With the news this weekend that former First Lady Nancy Reagan has died, the National First Ladies’ Library offers a tribute to a woman who offered her enthusiastic support for its creation, development and realization. When the NFLL Founder and President Mary Regula first contacted Mrs. Reagan, she decided to lend her name to the organization and became an honorary chairman, helping to establish the institution and later donating personal items for its personal collection.
Her life would find the woman born by the name of Ann Frances Robbins living across the span of the nation. There are many different perspectives to remember her life, but perhaps one of the least considered is how well she knew the country, as a resident of different regions – long before she began campaigning by bus, car, train and plane in the three presidential races her husband made, in 1976, 1980 and 1984.
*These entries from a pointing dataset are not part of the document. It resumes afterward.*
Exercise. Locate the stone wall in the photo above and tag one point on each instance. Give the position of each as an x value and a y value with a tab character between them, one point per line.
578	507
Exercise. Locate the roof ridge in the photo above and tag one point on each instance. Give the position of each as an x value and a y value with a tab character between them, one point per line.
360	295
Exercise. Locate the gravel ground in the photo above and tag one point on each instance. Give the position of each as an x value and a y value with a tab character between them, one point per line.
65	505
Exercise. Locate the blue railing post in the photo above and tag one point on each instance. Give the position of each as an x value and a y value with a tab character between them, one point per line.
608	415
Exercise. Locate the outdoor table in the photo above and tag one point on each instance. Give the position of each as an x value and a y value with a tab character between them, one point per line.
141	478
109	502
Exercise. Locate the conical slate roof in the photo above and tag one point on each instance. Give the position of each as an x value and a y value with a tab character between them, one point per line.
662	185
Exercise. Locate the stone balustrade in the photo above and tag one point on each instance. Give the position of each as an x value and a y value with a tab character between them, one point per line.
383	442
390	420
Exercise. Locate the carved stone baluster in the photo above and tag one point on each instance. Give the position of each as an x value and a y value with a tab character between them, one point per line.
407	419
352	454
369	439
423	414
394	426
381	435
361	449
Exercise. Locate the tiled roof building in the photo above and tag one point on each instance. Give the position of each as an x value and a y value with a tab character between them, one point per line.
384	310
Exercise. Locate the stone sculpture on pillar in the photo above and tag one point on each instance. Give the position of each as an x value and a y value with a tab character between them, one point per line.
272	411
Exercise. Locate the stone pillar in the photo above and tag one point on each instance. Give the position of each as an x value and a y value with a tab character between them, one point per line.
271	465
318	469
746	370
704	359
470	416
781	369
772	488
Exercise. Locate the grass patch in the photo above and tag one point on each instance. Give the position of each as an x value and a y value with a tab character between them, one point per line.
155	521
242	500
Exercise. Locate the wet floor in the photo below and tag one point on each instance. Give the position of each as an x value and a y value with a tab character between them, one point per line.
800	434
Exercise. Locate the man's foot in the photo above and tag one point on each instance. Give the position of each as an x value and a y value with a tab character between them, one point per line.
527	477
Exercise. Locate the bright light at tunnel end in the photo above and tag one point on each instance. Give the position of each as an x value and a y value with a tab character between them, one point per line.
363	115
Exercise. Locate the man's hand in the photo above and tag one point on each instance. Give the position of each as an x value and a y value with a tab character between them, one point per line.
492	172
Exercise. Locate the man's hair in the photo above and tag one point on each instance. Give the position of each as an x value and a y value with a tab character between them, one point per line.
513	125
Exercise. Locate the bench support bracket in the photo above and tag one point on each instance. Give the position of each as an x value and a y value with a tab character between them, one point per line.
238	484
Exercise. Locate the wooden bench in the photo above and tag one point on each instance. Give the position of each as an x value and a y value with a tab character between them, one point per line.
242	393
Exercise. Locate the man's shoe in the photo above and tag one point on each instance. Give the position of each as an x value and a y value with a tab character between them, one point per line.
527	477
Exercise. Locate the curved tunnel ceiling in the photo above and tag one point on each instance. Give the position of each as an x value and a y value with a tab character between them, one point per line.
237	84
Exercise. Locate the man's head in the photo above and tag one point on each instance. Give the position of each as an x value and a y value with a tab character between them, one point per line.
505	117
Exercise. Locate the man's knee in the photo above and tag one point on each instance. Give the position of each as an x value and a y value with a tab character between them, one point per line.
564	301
She was born on July 5, 1921 in Flushing, New York, in the New York City borough of Queens. With her mother Edie Luckett pursing a professional career out on the road and divorcing her birth father Kenneth Robbins, their only child would be moving south.
Young Nancy, as she was nicknamed spent her earliest years being raised by her maternal aunt and her husband in Bethesda, Maryland. Enrolled at the Quaker school Sidwell Friends, she made her first visit to the White House as a child during the presidency of Calvin Coolidge, when she attended the annual Easter Egg Roll.
Upon her mother’s 1929 remarriage to neurosurgeon Loyal Davis, she moved to his high-rise apartment overlooking Lake Shore Drive in Chicago. Becoming active in the Windy City’s young social life, Nancy Davis was an excellent student at the Girls’ Latin School.
She would then move back east again, to attend college at Smith College, in Northhampton, Massachusetts. There she majored in drama and took part in many of the theater department productions, be they drama or comedy. It was soon down to New York City, where she broke into show business as a stage actress.
Given the opportunity to make a screen test, however, Nancy Davis soon headed to Los Angeles, California. Except for her eight years as the American First Lady, when she lived in Washington, D.C., she would remain a lifelong resident of the Golden State.
Before her 1952 wedding to Ronald Reagan, while working as a film actress under contract at MGM, she would have several different residences around the city, from Hollywood to Westwood. Through marriage and motherhood, Nancy Reagan would live for the longest period in the Pacific Palisades section of Los Angeles until she and her husband left for the White House. During the presidency they resided in the penthouse suite of a Century City hotel, as well as enjoying their ranch near Santa Barbara. After the presidency, the Reagans bought a home in the Bel Air section. There the former President died in 2004 and there the former First Lady died the other day.
Nancy Reagan had the longest-living mother among First Ladies and is herself now the second-longest living, surviving some twenty days longer than Lady Bird Johnson, who died in 2005. With the passing of Mrs. Reagan, there are now five living First Ladies: Rosalynn Carter, Barbara Bush, Hillary Clinton, Laura Bush and Michelle Obama.